07.11.2016, 11:24 Uhr

Josef Resch holt NÖ Kulturpreis nach Sitzenberg-Reidling

J. Resch mit Sohn Christoph, Frau Gertrude und Schwiegertochter Lena. (Foto: Ö-News/ St. Öllerer)
SITZENBERG-REIDLING / NÖ (red). Der NÖ Kulturpreis ist in acht Kategorien unterteilt. Bildende Kunst, Literatur, Architektur, Medienkunst, Musik, Volkskultur und Kulturinitiativen, Erwachsenenbildung und Überwindung von Barrieren im Kopf. Zwischen den Programmpunkten spielte das NÖ Tonkünstlerorchester Stücke der alten Meister und auch ein Stück eines Preisträgers.
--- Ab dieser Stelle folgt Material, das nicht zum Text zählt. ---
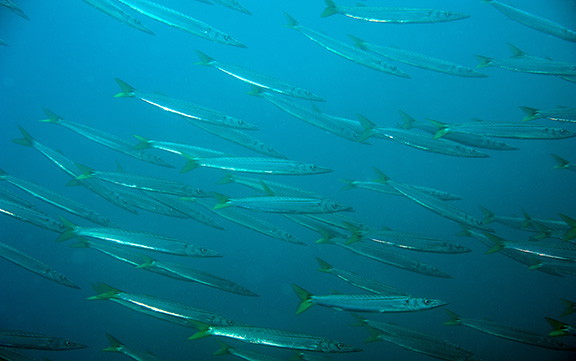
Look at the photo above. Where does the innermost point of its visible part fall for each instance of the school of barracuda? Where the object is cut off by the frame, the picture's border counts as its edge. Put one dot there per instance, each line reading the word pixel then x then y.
pixel 545 245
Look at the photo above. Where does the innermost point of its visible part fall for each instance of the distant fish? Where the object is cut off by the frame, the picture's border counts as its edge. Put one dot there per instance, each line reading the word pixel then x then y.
pixel 106 139
pixel 469 139
pixel 25 261
pixel 562 163
pixel 419 60
pixel 182 107
pixel 346 51
pixel 181 21
pixel 36 341
pixel 137 239
pixel 508 332
pixel 109 8
pixel 533 21
pixel 117 346
pixel 391 15
pixel 504 130
pixel 273 337
pixel 364 302
pixel 9 4
pixel 56 199
pixel 415 341
pixel 166 310
pixel 258 79
pixel 560 114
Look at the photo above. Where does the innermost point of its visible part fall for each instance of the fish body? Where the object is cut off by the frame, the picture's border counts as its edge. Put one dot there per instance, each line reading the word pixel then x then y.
pixel 391 15
pixel 166 310
pixel 256 165
pixel 347 51
pixel 258 79
pixel 56 199
pixel 419 60
pixel 534 21
pixel 36 341
pixel 181 21
pixel 365 302
pixel 508 332
pixel 25 261
pixel 182 107
pixel 276 338
pixel 109 8
pixel 106 139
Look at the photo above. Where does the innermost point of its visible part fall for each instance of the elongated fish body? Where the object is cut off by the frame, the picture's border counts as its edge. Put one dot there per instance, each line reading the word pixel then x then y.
pixel 472 140
pixel 276 338
pixel 117 346
pixel 109 8
pixel 508 332
pixel 357 280
pixel 278 204
pixel 562 163
pixel 181 21
pixel 163 309
pixel 31 216
pixel 9 4
pixel 391 15
pixel 347 51
pixel 23 260
pixel 418 341
pixel 365 302
pixel 342 127
pixel 145 183
pixel 419 60
pixel 199 276
pixel 256 165
pixel 428 143
pixel 280 189
pixel 187 209
pixel 506 130
pixel 533 21
pixel 560 114
pixel 36 341
pixel 57 200
pixel 106 139
pixel 246 220
pixel 258 79
pixel 528 64
pixel 182 107
pixel 439 207
pixel 411 241
pixel 179 148
pixel 69 167
pixel 137 239
pixel 238 137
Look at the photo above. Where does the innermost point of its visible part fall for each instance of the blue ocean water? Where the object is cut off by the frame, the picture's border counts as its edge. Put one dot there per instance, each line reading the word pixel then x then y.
pixel 66 58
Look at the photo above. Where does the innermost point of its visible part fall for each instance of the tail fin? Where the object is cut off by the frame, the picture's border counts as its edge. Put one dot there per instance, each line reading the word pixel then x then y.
pixel 306 298
pixel 562 163
pixel 115 344
pixel 454 319
pixel 204 59
pixel 324 266
pixel 330 9
pixel 127 90
pixel 531 114
pixel 484 61
pixel 560 328
pixel 104 291
pixel 144 143
pixel 52 117
pixel 27 140
pixel 292 23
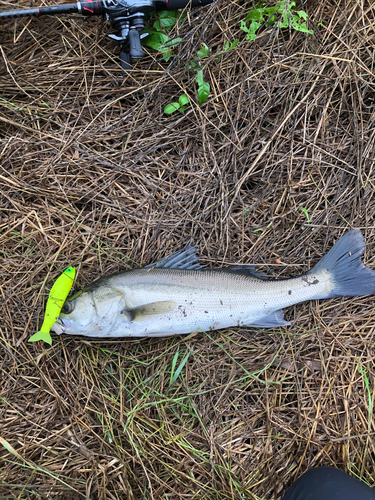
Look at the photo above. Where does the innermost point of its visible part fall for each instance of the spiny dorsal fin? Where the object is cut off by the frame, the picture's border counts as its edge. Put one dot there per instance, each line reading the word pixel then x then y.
pixel 182 259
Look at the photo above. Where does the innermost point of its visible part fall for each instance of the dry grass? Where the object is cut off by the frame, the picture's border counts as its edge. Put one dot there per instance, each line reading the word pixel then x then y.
pixel 94 175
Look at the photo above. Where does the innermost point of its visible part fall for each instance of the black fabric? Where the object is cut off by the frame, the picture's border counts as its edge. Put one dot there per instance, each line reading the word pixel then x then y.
pixel 327 483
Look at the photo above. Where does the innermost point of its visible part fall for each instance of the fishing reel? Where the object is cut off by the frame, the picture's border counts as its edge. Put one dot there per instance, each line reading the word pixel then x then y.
pixel 127 17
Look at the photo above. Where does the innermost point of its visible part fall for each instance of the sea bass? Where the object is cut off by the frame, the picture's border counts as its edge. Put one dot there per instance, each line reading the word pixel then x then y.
pixel 177 295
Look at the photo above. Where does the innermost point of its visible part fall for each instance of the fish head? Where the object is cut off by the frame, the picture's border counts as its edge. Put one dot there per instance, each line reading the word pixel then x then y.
pixel 90 312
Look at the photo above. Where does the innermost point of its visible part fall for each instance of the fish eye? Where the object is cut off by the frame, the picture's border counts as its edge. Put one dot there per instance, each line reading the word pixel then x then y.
pixel 68 307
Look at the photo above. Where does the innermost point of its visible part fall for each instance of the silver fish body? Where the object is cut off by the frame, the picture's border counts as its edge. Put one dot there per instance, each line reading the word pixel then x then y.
pixel 176 296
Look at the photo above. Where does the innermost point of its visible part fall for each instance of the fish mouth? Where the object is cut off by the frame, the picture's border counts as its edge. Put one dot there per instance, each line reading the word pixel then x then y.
pixel 60 326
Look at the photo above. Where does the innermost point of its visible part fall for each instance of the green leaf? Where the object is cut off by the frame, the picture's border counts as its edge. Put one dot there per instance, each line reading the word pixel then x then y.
pixel 155 40
pixel 174 362
pixel 171 108
pixel 199 77
pixel 203 92
pixel 302 14
pixel 243 27
pixel 303 209
pixel 179 369
pixel 255 15
pixel 204 51
pixel 167 19
pixel 183 100
pixel 232 45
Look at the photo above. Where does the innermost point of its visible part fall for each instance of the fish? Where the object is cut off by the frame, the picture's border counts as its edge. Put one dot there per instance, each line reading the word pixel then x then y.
pixel 176 295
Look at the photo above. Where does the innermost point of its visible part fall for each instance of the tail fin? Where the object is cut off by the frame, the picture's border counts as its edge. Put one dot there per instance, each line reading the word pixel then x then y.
pixel 351 278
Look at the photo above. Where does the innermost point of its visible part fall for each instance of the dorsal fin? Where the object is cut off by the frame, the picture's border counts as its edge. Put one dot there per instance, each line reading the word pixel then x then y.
pixel 249 271
pixel 182 259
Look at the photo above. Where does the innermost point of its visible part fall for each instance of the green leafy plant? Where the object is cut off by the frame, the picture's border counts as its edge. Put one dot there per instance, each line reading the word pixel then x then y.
pixel 195 65
pixel 183 101
pixel 282 15
pixel 157 37
pixel 203 87
pixel 230 46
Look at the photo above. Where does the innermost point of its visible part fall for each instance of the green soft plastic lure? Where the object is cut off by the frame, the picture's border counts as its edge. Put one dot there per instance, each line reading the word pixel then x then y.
pixel 56 299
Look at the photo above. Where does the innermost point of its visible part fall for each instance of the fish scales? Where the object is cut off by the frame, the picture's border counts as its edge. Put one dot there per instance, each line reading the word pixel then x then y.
pixel 177 296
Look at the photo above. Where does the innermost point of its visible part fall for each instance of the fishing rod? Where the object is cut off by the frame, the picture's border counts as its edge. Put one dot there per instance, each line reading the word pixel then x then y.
pixel 127 17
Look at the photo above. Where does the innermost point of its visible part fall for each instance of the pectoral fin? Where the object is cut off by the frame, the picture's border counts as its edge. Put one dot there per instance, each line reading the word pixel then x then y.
pixel 272 320
pixel 152 309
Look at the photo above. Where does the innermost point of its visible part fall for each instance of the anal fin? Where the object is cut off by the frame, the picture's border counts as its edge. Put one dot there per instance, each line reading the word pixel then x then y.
pixel 152 309
pixel 272 320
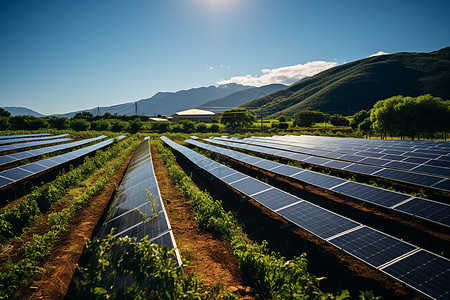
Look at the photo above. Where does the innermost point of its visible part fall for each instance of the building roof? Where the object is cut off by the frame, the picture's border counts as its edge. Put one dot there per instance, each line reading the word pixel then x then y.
pixel 195 112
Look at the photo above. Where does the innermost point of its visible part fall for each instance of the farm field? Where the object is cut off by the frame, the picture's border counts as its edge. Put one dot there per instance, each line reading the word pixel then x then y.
pixel 372 216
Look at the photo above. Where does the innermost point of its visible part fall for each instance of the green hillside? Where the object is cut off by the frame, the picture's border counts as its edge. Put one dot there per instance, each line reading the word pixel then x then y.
pixel 358 85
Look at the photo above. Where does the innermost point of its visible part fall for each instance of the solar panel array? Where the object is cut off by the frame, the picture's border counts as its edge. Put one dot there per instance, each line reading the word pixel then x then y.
pixel 18 156
pixel 435 161
pixel 32 144
pixel 289 152
pixel 422 270
pixel 133 213
pixel 29 139
pixel 429 210
pixel 14 175
pixel 23 135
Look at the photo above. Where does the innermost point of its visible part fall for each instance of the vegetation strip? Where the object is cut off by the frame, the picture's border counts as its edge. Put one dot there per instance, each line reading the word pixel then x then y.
pixel 38 247
pixel 278 277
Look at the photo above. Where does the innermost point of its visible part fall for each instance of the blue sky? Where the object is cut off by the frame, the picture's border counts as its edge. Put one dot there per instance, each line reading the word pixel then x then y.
pixel 60 56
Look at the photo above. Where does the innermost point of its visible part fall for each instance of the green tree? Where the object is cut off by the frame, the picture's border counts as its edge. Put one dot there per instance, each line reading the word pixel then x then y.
pixel 238 118
pixel 4 113
pixel 80 124
pixel 339 120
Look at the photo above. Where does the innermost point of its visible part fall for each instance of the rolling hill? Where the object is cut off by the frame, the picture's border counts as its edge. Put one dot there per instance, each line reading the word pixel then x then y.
pixel 168 103
pixel 238 98
pixel 358 85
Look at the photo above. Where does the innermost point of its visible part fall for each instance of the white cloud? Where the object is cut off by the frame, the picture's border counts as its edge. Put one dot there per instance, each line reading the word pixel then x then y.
pixel 379 53
pixel 284 75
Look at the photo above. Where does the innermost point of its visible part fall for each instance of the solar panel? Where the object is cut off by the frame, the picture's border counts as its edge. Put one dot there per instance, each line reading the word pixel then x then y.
pixel 403 261
pixel 23 172
pixel 23 135
pixel 32 144
pixel 29 139
pixel 424 271
pixel 391 174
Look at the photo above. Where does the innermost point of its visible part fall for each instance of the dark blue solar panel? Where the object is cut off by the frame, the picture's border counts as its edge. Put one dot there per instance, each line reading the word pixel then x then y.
pixel 371 246
pixel 337 164
pixel 316 220
pixel 287 170
pixel 374 161
pixel 371 194
pixel 316 160
pixel 222 172
pixel 352 158
pixel 267 164
pixel 4 181
pixel 234 177
pixel 438 163
pixel 444 185
pixel 435 211
pixel 275 199
pixel 424 271
pixel 400 165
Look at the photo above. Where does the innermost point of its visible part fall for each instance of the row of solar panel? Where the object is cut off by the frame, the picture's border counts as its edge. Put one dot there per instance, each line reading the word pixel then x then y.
pixel 18 156
pixel 424 271
pixel 400 144
pixel 14 175
pixel 352 146
pixel 22 135
pixel 137 209
pixel 29 139
pixel 32 144
pixel 424 180
pixel 423 208
pixel 434 167
pixel 428 156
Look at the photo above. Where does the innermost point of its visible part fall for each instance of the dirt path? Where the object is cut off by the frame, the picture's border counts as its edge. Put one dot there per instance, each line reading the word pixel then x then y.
pixel 209 257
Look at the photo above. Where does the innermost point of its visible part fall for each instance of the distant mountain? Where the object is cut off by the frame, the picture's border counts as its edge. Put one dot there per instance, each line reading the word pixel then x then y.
pixel 358 85
pixel 168 103
pixel 241 97
pixel 22 111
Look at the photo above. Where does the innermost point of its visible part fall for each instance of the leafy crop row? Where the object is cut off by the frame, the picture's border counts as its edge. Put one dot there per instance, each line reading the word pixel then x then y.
pixel 12 273
pixel 278 277
pixel 14 218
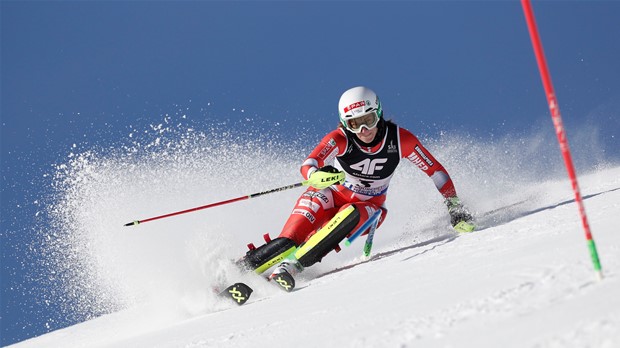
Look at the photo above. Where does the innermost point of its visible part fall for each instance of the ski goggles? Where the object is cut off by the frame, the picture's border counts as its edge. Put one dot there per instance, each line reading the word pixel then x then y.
pixel 368 120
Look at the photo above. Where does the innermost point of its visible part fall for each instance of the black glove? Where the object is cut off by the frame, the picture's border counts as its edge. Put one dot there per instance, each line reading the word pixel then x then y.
pixel 325 177
pixel 457 211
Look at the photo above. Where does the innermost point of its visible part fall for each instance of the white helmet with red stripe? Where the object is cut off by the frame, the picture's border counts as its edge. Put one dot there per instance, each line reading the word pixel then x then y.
pixel 359 107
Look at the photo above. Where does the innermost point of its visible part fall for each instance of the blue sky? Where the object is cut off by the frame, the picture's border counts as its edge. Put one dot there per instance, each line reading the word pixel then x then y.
pixel 88 73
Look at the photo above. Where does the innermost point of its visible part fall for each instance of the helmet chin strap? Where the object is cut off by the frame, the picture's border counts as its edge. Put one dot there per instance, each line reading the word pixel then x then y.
pixel 378 137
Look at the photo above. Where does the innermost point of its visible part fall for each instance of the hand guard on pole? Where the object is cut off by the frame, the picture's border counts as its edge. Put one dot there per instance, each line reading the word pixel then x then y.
pixel 325 177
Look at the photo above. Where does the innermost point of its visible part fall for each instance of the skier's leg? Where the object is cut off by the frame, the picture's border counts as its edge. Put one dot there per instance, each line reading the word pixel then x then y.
pixel 350 217
pixel 311 210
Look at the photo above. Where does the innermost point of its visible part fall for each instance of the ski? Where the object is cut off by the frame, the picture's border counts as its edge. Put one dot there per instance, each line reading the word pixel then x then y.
pixel 238 292
pixel 284 280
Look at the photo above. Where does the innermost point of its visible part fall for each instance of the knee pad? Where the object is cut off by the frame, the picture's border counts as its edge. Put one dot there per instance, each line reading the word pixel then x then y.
pixel 269 254
pixel 327 238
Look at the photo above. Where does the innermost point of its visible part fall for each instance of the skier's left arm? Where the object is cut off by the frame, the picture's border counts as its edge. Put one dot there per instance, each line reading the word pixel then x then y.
pixel 416 153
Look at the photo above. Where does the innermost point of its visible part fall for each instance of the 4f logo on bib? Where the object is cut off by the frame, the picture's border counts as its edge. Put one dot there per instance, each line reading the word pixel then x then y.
pixel 368 166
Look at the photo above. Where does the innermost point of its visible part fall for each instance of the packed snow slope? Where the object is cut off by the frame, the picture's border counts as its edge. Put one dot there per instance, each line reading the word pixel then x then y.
pixel 523 279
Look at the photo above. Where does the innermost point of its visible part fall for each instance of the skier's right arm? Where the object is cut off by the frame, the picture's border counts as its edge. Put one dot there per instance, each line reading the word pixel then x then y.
pixel 332 145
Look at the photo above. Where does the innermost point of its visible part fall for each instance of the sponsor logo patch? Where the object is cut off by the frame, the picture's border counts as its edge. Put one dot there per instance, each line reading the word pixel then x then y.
pixel 423 155
pixel 417 161
pixel 309 204
pixel 305 213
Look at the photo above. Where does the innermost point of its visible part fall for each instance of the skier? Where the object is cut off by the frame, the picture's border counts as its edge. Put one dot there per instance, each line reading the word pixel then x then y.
pixel 349 173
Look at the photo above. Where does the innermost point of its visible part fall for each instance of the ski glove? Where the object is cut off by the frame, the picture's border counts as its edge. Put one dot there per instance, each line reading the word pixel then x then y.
pixel 325 177
pixel 460 218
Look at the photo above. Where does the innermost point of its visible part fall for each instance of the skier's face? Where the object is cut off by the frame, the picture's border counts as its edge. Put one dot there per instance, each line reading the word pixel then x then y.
pixel 367 135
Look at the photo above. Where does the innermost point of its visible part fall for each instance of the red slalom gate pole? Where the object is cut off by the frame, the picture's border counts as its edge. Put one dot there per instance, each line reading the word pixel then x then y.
pixel 559 129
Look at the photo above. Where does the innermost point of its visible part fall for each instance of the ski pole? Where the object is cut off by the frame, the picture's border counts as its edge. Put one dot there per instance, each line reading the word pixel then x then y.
pixel 559 130
pixel 369 238
pixel 283 188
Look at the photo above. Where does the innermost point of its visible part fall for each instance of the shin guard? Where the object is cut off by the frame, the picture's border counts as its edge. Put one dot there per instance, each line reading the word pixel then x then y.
pixel 262 258
pixel 327 238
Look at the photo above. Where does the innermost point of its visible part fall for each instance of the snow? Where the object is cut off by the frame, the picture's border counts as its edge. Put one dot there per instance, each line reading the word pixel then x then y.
pixel 524 279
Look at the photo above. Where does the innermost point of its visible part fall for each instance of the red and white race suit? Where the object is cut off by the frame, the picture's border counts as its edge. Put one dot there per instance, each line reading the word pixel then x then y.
pixel 368 171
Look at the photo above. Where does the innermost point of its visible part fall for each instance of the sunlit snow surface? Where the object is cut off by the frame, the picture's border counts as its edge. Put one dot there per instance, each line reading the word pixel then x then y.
pixel 524 279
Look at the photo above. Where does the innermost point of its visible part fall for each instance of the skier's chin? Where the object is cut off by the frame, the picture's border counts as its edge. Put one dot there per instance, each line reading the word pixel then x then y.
pixel 367 136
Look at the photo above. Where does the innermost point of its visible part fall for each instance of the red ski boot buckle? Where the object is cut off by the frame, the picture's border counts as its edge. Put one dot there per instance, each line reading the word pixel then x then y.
pixel 267 238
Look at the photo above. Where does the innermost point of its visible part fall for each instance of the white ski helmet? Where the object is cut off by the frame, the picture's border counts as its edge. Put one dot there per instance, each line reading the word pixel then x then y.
pixel 359 107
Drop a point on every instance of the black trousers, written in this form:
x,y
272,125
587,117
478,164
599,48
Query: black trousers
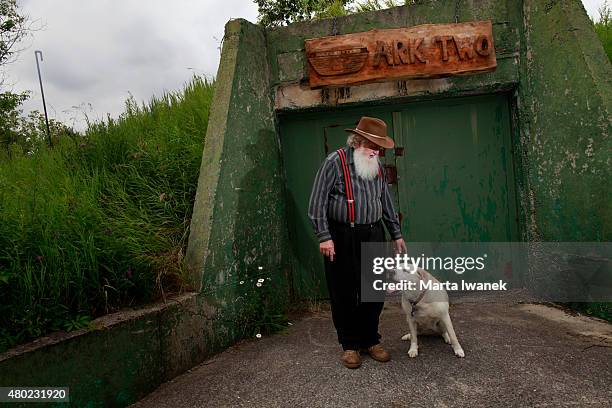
x,y
356,322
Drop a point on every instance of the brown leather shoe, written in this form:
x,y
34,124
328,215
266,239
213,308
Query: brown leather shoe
x,y
378,353
351,359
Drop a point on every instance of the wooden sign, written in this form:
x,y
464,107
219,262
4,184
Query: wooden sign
x,y
425,51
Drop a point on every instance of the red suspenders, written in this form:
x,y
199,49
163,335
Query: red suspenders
x,y
349,186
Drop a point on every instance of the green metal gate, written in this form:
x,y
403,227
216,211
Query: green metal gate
x,y
455,178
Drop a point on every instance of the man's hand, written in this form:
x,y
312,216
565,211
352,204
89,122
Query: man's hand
x,y
327,249
400,246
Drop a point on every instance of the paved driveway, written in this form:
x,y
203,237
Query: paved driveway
x,y
517,355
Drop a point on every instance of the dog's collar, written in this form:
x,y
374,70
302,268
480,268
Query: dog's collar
x,y
421,295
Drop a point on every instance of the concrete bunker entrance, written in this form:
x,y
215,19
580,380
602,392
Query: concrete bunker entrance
x,y
451,173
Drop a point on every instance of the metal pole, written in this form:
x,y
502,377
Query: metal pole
x,y
36,53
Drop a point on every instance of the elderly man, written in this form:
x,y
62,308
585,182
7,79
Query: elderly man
x,y
348,201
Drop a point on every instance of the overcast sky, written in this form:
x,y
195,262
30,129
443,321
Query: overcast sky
x,y
96,52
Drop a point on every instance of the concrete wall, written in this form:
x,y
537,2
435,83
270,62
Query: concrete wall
x,y
565,123
238,226
547,55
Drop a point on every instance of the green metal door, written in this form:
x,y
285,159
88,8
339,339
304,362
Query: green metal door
x,y
455,174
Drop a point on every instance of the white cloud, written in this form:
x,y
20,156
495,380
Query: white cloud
x,y
99,50
96,51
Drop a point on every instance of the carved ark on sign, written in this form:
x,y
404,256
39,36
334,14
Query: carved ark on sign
x,y
425,51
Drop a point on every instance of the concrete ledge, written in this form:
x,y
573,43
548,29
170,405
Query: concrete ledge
x,y
123,357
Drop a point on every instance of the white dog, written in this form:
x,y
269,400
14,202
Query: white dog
x,y
426,309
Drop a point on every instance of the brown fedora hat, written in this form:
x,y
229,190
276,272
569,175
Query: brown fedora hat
x,y
375,130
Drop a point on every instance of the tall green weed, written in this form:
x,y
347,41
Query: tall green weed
x,y
100,221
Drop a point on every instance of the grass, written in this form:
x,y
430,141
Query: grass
x,y
100,221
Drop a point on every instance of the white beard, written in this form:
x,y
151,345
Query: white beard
x,y
366,166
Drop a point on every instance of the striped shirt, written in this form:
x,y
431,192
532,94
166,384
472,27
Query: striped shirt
x,y
328,198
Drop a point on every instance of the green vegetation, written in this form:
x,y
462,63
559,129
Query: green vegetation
x,y
603,28
101,220
274,13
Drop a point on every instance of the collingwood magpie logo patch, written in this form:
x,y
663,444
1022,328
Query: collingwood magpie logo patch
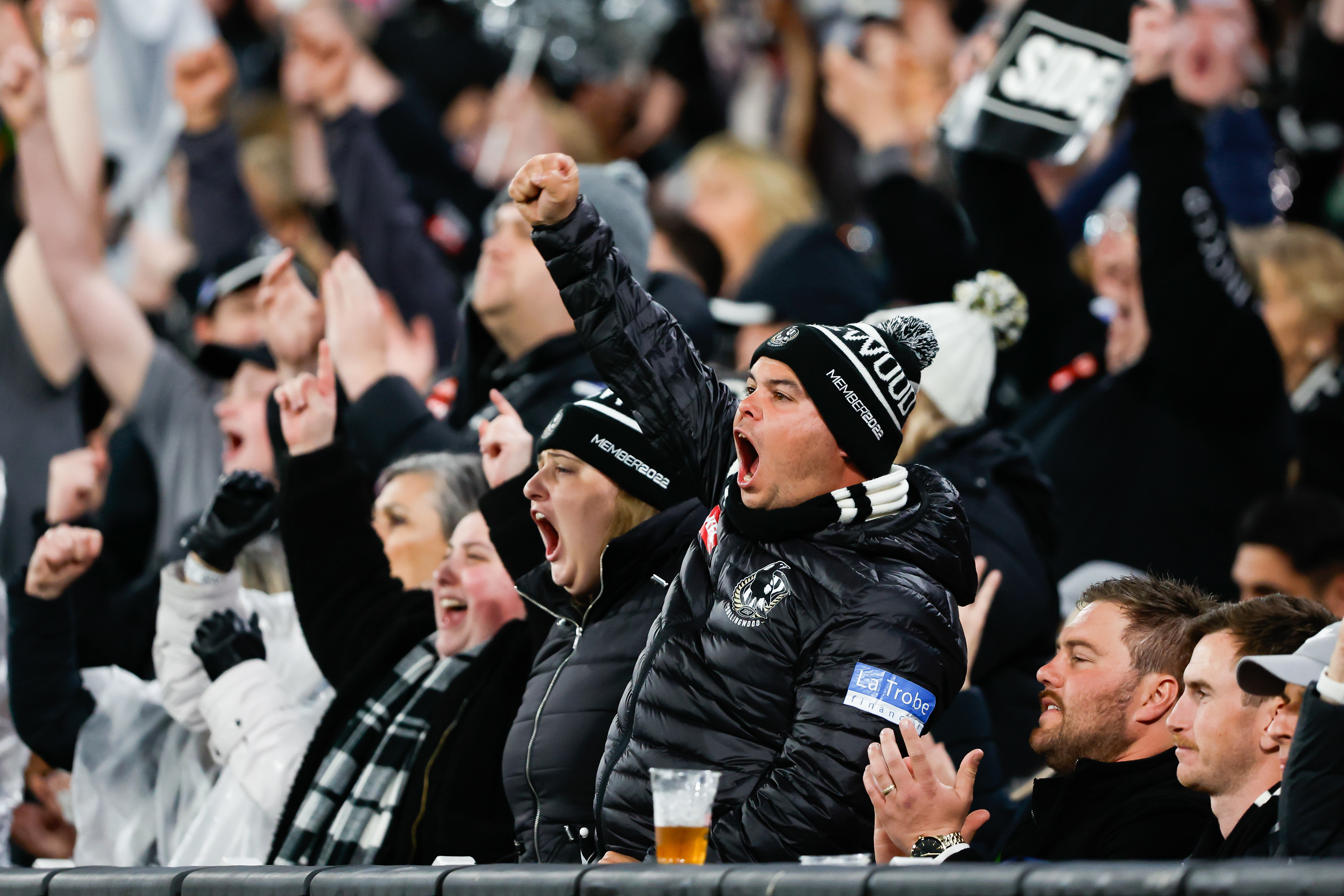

Die Laudatio für die Preisträger sprach Mulitkünstler Andre Heller. Er wies auf die Bedeutung der Kunst in der Gesellschaft hin. Landeshautpmann Erwin Pröll, der auch Kulturreferent im Land ist, unterstrich in seiner Rede die Bedeutung der Kultur in Niederösterreich.

Josef Resch erhielt den Würdigungspreis in der Kategorie Erwachsenenbildung. Josef Resch ist seit Jahrzehnten Leiter des KBW in der Pfarre Reidling. Auch im Dekanat und in der Diözese St. Pölten ist er im katholischen Bildungswerk tätig. Aber Josef Resch war auch Umweltgemeinderat und als jugendlicher im Ländlichen Fortbildungswerk in führender Position tätig. Als das AKW Zwentendorf gebaut wurde war er als Gegner dieser Anlage österreichweit bekannt. In seiner Tätigkeit als Agrarexperte war er maßgeblich, schon in den 80er Jahren, als Vertreter der Bio- Landwirtschaft an vorderster Front tätig. Vor allem war er immer mit Sitzenberg- Reidling verbunden. Selbst als er in seiner beruflichen Tätigkeit in Wien im Landwirtschaftsministerium aktiv war hat er Sitzenberg nicht vergessen und nahm am gesellschaftlichen Leben Anteil. Josef Resch ein Mann aus Sitzenberg- Reidling als Träger des NÖ Kulturpreises.

Als Gratulanten eines so hohen NÖ Preises waren nicht nur Pfarrer Clemens Maier, Bürgermeister Christoph Weber, GGR Ricarda Öllerer und Wappenringträger Josef Scherndl gekommen. Zahlreiche Freunde und Familienmitglieder waren mit dabei. Aber auch die Helferinnen und Helfer der Pfarrgemeinde wurden dann beim Buffet angetroffen. Natürlich waren auch zahlreiche Familienmitglieder und Verwandte dabei, Als unser „Pepi“ den Preis aus den Händen von Landeshauptmann Erwin Pröll entgegen nahm.